# Understanding Divergence Graphically

1. Jun 20, 2006

### jmcgraw

I'm trying to get a handle on seeing whether a vector field (in the x-y plane for simplicity) has zero divergence at a point or is divergence free altogether. I'm having some trouble with this.

The way I am thinking about it is to mentally draw a little box around my point and then see whether the arrows coming into my box are smaller than the arrows coming out of my box. If the arrows are smaller coming out, the divergence is negative because their is a net inflow. If the arrows coming out of the box are bigger than the ones coming in, the divergence is positive because of a net outflow. If the arrows coming in and out are equal, then the divergence is zero because of no net in/outflow.

Is this the correct way to look at it? My text makes me think that it is, but then when I get to divergence free fields I learn that r/(||r||^3) (where r is the position vector) has a divergence of zero everywhere except the origin where it is undefined. Yet, if I drew a box (or circle) around any point in this field, the arrows flowing in would be bigger than the arrows flowing out (magnitude varies inversely with the square of the distance), so I would guess from looking at the vector field that the field has negative divergence at that point (and at every point, in fact). But it's divergence free!

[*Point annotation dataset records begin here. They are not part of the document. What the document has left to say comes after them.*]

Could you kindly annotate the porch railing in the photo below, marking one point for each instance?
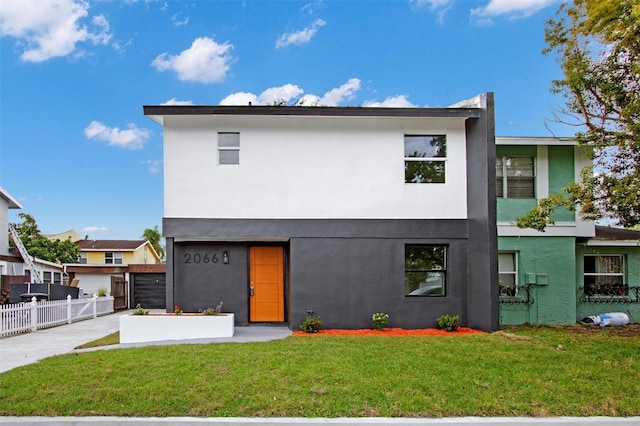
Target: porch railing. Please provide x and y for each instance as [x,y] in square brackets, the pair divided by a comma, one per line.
[31,316]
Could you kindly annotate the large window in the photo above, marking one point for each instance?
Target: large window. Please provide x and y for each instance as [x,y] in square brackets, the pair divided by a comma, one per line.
[113,258]
[507,274]
[425,158]
[515,177]
[425,270]
[228,148]
[604,274]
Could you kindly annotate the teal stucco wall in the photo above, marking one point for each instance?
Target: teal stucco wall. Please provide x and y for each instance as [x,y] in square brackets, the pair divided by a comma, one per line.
[632,276]
[552,260]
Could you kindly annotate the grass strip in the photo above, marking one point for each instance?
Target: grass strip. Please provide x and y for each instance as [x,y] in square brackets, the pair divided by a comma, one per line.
[553,373]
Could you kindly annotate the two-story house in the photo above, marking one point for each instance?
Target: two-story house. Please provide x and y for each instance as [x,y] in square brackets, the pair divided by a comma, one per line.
[341,212]
[572,270]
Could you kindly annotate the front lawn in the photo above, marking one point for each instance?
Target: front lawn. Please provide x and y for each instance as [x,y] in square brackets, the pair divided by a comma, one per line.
[523,372]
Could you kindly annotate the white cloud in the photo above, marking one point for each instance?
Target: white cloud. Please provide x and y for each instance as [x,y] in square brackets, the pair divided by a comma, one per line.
[301,37]
[174,101]
[154,166]
[95,230]
[289,92]
[131,138]
[514,9]
[399,101]
[50,28]
[340,94]
[205,61]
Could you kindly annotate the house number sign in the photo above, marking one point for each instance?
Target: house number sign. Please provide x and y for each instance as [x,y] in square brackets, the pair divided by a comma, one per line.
[201,258]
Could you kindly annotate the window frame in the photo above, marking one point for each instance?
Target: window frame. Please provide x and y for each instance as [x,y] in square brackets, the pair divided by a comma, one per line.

In what way am I not seeing this correctly?

(a) is positive because there is a net outflow; (b) is 0 because there is no variation in direction of flow; and (c) is negative because there is a net inflow.

Am I correct? And if so, how does this square with my question about r/(||r||^3)?

Thanks so much!

2. Jun 20, 2006

### StatusX

Your way of picturing it is correct. For the case of r/|r|3, if you orient a (rectangular) box so the bottom faces the origin, it is true that there is more flow in the bottom than out the top, but there is also flow out the sides of the box, since the vectors change direction as you move. If you were to change the shape of the box so that there was no flow out the sides (ie, they are parellel to the vectors here), then the top would be larger by a factor of rtop2/rbottom2, so the change in the magnitude of the vectors is balanced by the change in areas, and so there is no net flow. Of course, this doesn't work at the origin. But the point is that the box may be any shape, as long as it is very small, and it is often useful to consider shapes that follow the vector field in some way.

Last edited: Jun 20, 2006
3. Jun 20, 2006

### jmcgraw

Yes, I see what you are saying! Thanks!